What exactly happened?
Arson attacks on several high-speed lines. The attackers struck at Croisilles, which blocked the northern direction, at Courtalain in the Atlantic direction, and also at Pagny-sur-Moselle, from where traffic is controlled in the east of the country.
Sabotage was prevented in Vergigny, where TGV trains are heading in a south-easterly direction. The suspected arsonists there were disturbed by railway workers about an hour after midnight on Thursday.
BFM TV, citing police sources, said an incendiary device was found on the LGV line in Marseille in May, while the Olympic torch was in the city.
Photo: List of News
Map of locations where sabotage occurred.
How did the attacks go?
Not much is publicly known yet. SNCF rail director Jean-Pierre Farandou said around midday on Friday that the attackers started the fire in the tunnels where the optical fibers that provide train drivers with safety information on the tracks run.
“There are a huge number of bundles of cables. We have to fix them one by one. It is manual work requiring hundreds of people,” he was quoted as saying by AFP. According to the BBC, the attackers also targeted signal boxes.
The Paris prosecutor’s office has already started an investigation in connection with the attacks. Transport Minister Patrice Vergriete said authorities had found a number of incendiary devices.
Who all were affected by the sabotage?
The carrier estimates about 800,000 people, a quarter of a million of them in the Île-de-France region. The attack took place a few hours before the opening ceremony of the Olympic Games, which will be hosted by Paris from Friday. A number of French people were also on their way from the capital in connection with this.
“We are diverting some trains on classic lines, but we will have to cancel a large number of them,” SNCF said already in the morning. For example, the sabotage affected a significant part of the connections between Paris and London.
The restriction also affected two of the four “Olympic” trains, which the athletes were supposed to use to travel to the French capital. However, the mayor of Paris, Anna Hidalgo, assured that the opening of the games in the evening will not be affected by sabotage.
Traffic is expected to return to normal on Monday.
Who could be behind the attacks?
That is not yet known.

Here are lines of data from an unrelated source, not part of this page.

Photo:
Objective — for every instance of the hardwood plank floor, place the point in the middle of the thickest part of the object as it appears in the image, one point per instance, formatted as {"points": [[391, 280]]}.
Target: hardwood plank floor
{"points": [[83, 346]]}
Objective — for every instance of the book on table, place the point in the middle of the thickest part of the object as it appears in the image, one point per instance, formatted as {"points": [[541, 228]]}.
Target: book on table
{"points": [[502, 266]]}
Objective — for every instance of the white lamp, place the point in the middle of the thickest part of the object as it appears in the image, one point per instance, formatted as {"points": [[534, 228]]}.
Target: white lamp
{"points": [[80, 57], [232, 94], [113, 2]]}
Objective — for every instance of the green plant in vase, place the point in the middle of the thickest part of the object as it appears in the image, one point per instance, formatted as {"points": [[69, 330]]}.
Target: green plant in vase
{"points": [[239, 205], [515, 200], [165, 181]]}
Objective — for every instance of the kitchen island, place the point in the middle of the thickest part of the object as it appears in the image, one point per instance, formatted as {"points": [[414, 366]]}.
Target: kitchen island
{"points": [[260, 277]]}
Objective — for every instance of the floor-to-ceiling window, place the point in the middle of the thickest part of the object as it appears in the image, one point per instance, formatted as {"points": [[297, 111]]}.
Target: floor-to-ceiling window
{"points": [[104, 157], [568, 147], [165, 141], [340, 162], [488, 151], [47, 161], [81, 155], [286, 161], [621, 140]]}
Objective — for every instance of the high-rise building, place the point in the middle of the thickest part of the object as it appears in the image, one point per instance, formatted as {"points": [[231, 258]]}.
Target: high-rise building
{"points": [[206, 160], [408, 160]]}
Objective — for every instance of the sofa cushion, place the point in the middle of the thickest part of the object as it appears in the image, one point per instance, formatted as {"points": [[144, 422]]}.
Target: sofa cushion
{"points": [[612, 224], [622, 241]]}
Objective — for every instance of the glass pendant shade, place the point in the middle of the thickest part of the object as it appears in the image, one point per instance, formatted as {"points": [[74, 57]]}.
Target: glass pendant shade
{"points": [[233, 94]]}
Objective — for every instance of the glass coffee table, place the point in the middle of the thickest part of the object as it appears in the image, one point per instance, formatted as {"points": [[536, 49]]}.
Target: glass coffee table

At the end of the crisis meeting at the Ministry of Transport, outgoing Prime Minister Gabriel Attal urged caution regarding the identity of the perpetrators. “The investigation is just beginning,” he told the LCI channel. “What we do know is that this operation was prepared and coordinated and that key points were targeted, which shows the knowledge of the network,” he added.
The BBC server noted that France has no shortage of those who disagree with the government’s policies. In the last ten years, the country has been the target of several major attacks, but the authorities describe Friday’s arson as sabotage, not terrorism. No one died, so the Islamists are not at the top of the list of suspects.
The media also recalled the statements of President Emmanuel Macron in April, who said that he had no doubt that Russia would try to disrupt the Olympic Games “in some way”. Currently, however, no one has pointed in this direction.
What are the reactions?
The SNCF chief spoke of a “premeditated, calculated, coordinated” attack that will require significant repairs.
Leading French politicians also speak in a similar vein. Transport Minister Patrice Vergriete told TF1 that there had been no warning of “acts of ill will” but that they were now “basically prepared” for any further attacks.
🔴 SNCF disruptions: should we fear other attacks?
🗣️ “We are preparing for it. We had no specific alert before these planned acts of malice and sabotage. Today we have significantly increased vigilance”: @P_Vergriete pic.twitter.com/eZ4qVAaKv9— TF1Info (@TF1Info) July 26, 2024
Outgoing interior minister Gerald Darmanin said that in his view it was above all “the French people who are being punished on this bank holiday weekend by these clearly coordinated acts of sabotage”. He assured that “this has no direct impact on the organization of the Olympic Games”. “We spent a lot of resources trying to find out who did it,” he added.
“These are games for athletes who have dreamed of them for years and who are fighting for the holy grail of placing on the podium, and we will sabotage it for them,” Sports Minister Amélie Oudéa-Castera told BFM TV. She pointed out that several hundred thousand French people had been preparing for the Olympics for almost ten years.
With the contribution of Sára Sverenyaková.